The remainder of the game aside from the fear/trust system is a run of the mill third person shooter with the same load out of weapons (pistol, machine gun, shotgun, grenade, fire grenade etc). In my opinion, the game loses its stride when government agent’s show up and you’re forced into poorly balanced gunfights with them. I like it when a game is doing its best to at be least passable as a survivor horror-esque game. Flipping it on its head to just shoot up regular humans not only becomes boring but expected. Furthermore in the third act of the game, you hardly ever get any more teammates.
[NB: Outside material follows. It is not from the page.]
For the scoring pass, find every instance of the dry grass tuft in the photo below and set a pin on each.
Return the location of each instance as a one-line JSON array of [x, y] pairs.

It’s almost as if they saw the inherent flaws of the fear/trust system and tried to yank out of the game, but only remove the tail end of it.
Imagine a modern game where a part of your job would be keeping your unit of soldiers on the straight and narrow. Backing them up and keeping them well stocked allows them to trust you more and further build kinship only seen on the battlefield. Some soldiers would sacrifice themselves for you while others would leave you rot. I can see this idea being seen in a negative light due to generations of stupid A.I. but in this day an age of gaming I believe it is more than possible to get competent A.I assistance. Half life 2 and Left for Dead 2, I think, had really helpful A.I’s. Alyx Vance would always have your back in a fight and constantly kills enemies for you so you could conserve ammo. The Left for Dead 1 survivors in the level “The Passing” constantly gave you weapons and ammo to take on more of the infected. So I guess I shout out to Valve to bring back this system with hopefully better results.
By pretty much abandoning the fear/trust game mechanic so late in the game they left a possibly interesting game idea to drown in its own puss ridden story centric ideology. It’s still a passable third person shooter, with mediocre atmosphere. It wasn’t a complete failure but fell short of becoming a precursor to more unique and challenging games.